China’s real estate market correction — some economists are even calling it the popping of a bubble — is partly the result of a deliberate decision by the country’s leaders in Beijing.

The Federal Reserve and other regulators in the United States did not try to deflate what now seems to have been an American housing bubble in the years leading up to the 2008 downturn. But the Chinese leadership has been increasingly concerned over the last several years that housing prices were rising to unaffordable levels and that the economy was becoming overly dependent on investment; residential construction accounts for one-ninth of all economic output.

The result has been a series of policies that includes punitive interest rates for mortgages on second homes, a ban on the purchase of third homes and, more recently, deliberate action by the central bank to keep short-term interest rates well above the rate of inflation. Zhou Xiaochuan, the governor of the central bank, the People’s Bank of China, reaffirmed tight credit policies on Saturday, saying that he did not think the economy was in sufficient trouble to justify monetary policy stimulus.

But the real estate market continues to slump, which could prompt Beijing to take a different tack.

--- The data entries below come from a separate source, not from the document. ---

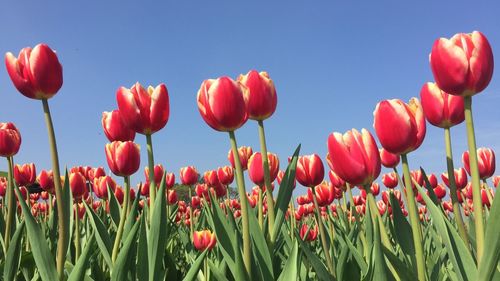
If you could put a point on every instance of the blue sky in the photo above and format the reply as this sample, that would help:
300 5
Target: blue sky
331 63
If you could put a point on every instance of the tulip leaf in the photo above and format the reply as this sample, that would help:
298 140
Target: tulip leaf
490 260
13 256
44 259
285 194
102 236
157 234
78 272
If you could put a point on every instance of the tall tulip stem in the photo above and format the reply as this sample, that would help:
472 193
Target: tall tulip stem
476 184
322 232
123 218
151 165
267 179
453 188
247 254
414 221
63 228
11 201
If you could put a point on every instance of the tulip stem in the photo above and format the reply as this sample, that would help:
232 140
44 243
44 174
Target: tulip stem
247 254
414 221
63 228
322 232
476 184
267 180
11 212
453 188
123 218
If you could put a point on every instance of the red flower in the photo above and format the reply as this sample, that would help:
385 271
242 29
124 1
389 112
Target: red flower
144 111
262 98
462 65
36 73
223 104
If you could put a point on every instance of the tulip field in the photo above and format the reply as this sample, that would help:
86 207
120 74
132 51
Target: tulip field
347 221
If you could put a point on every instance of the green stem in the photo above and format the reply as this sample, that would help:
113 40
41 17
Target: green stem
151 166
453 188
476 184
414 221
247 251
322 233
267 180
123 218
62 242
11 201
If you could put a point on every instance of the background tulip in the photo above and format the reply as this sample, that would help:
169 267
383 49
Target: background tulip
462 65
36 73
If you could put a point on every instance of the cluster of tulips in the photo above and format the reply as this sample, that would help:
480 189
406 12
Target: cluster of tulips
85 225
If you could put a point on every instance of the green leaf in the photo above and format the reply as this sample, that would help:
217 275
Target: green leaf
102 236
44 260
78 272
285 194
290 269
13 256
195 267
490 260
157 234
123 261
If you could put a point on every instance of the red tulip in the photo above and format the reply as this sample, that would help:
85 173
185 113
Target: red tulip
78 185
244 152
389 160
400 127
441 109
262 98
25 174
310 171
115 128
189 175
123 157
485 162
10 139
36 73
46 180
460 178
354 156
256 170
462 65
390 180
144 111
203 240
223 104
225 175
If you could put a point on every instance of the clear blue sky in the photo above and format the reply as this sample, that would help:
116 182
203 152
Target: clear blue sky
331 63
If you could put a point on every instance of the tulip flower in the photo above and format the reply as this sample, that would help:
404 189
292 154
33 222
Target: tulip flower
115 127
189 175
244 153
10 139
223 104
203 240
400 127
354 156
36 73
462 65
310 171
123 157
25 174
441 109
486 162
262 98
256 171
389 160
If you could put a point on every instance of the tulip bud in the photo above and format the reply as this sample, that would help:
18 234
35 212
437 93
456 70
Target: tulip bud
36 73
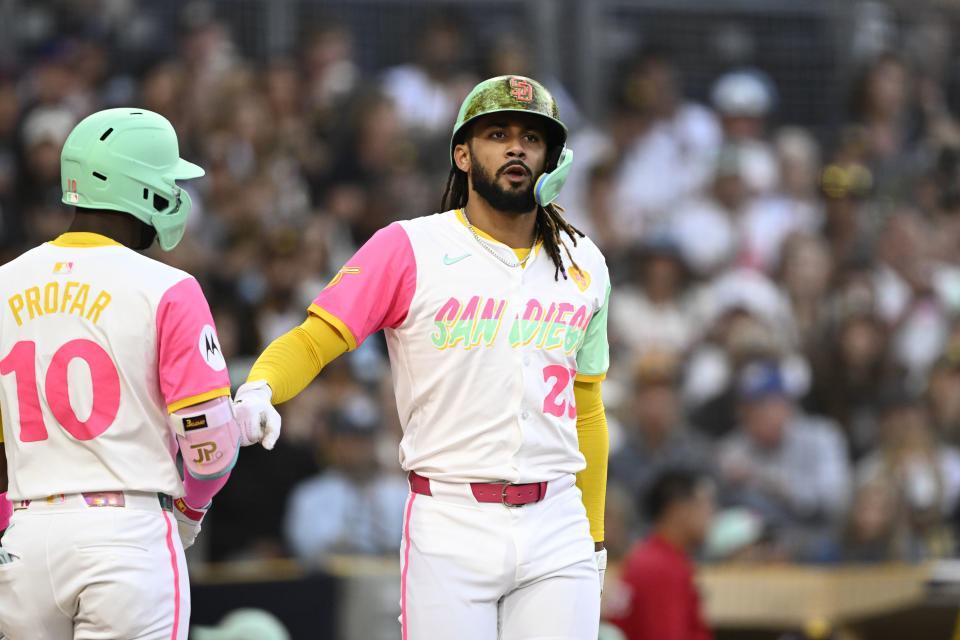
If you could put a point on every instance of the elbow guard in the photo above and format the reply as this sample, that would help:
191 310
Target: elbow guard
209 437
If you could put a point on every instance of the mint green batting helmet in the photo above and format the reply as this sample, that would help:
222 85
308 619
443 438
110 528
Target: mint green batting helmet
128 160
524 95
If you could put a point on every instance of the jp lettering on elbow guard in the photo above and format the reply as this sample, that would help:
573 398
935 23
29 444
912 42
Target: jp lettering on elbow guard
209 437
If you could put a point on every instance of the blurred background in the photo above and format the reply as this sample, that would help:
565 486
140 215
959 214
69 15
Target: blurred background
775 184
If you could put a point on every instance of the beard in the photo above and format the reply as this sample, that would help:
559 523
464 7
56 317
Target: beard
510 200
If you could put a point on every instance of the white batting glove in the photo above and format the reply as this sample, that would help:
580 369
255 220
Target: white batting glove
188 521
258 420
601 558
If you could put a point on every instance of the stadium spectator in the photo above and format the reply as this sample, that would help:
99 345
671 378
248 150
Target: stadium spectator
353 506
789 467
658 437
656 598
924 474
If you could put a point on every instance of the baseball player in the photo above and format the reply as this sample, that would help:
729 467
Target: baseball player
495 315
109 364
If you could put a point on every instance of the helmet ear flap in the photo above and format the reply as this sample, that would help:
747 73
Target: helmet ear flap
548 185
553 157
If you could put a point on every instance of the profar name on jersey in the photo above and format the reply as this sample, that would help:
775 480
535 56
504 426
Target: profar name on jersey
58 297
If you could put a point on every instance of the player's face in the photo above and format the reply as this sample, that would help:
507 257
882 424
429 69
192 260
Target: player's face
507 152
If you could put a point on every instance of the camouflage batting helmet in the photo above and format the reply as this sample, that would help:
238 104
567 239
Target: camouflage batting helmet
129 160
524 95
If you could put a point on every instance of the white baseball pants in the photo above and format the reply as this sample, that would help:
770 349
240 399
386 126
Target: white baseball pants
482 571
94 573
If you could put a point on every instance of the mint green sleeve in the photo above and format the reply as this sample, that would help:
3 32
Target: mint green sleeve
593 359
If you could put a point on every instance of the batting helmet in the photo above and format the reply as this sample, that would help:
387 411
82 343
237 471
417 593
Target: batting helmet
128 160
524 95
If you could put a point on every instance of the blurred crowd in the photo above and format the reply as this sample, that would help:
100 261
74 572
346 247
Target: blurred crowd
786 304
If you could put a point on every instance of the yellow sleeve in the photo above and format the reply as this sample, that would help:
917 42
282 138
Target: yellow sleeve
595 447
294 359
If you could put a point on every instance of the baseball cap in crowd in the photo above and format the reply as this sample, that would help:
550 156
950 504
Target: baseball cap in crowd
656 367
850 180
746 93
760 380
244 624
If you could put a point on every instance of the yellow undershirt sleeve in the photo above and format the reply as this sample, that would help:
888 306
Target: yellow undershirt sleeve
595 447
294 359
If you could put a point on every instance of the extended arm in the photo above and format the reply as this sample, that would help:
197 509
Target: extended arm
282 371
594 445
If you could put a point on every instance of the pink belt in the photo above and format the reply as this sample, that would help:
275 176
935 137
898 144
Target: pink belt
507 494
96 499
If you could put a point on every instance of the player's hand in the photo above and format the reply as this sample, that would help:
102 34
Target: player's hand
601 558
188 521
258 420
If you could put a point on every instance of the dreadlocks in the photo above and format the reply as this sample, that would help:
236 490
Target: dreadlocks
549 222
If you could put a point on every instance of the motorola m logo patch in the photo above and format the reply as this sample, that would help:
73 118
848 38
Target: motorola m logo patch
210 350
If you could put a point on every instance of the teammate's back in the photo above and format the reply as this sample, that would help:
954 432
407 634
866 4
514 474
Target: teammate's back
85 331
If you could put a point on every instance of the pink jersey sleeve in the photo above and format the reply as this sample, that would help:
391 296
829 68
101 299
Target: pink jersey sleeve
373 290
192 367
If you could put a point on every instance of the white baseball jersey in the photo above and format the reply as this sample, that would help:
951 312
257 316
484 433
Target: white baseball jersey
97 344
483 354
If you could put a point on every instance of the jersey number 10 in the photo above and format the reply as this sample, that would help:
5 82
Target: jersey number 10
22 363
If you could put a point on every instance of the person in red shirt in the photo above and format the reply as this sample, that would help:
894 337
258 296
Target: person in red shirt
657 599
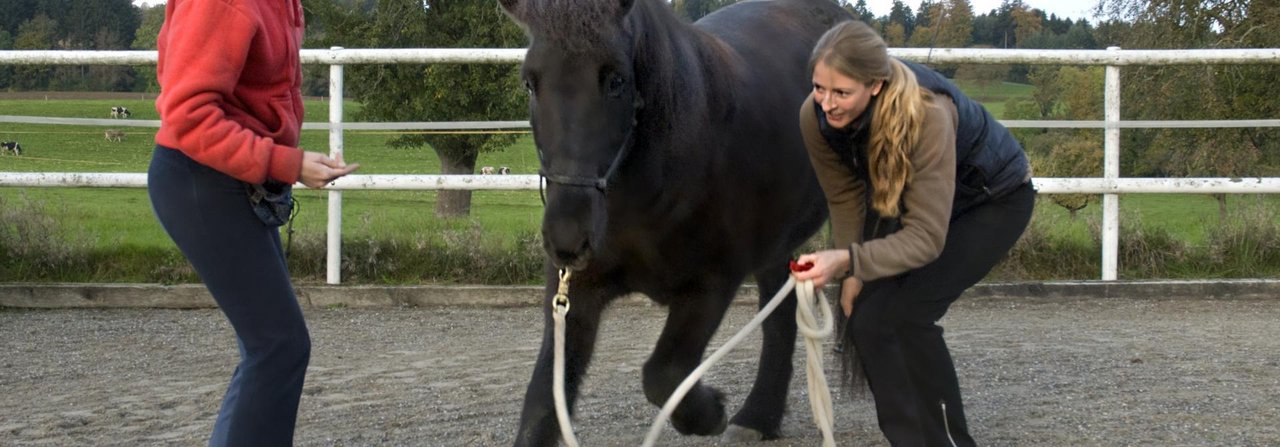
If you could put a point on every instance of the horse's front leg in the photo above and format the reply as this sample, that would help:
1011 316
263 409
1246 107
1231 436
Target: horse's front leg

Economic data released on Tuesday also included a deceleration in industrial production, with growth in steel and cement output slowing to a crawl. Retail sales also grew more slowly than expected in April, and the furniture market stalled as fewer families moved into new homes.

Housing Construction Falls

Tight credit, restrictions on the ownership of multiple homes and an easing of prohibitions on alternative investments overseas have triggered a long-expected downturn in the Chinese residential housing market.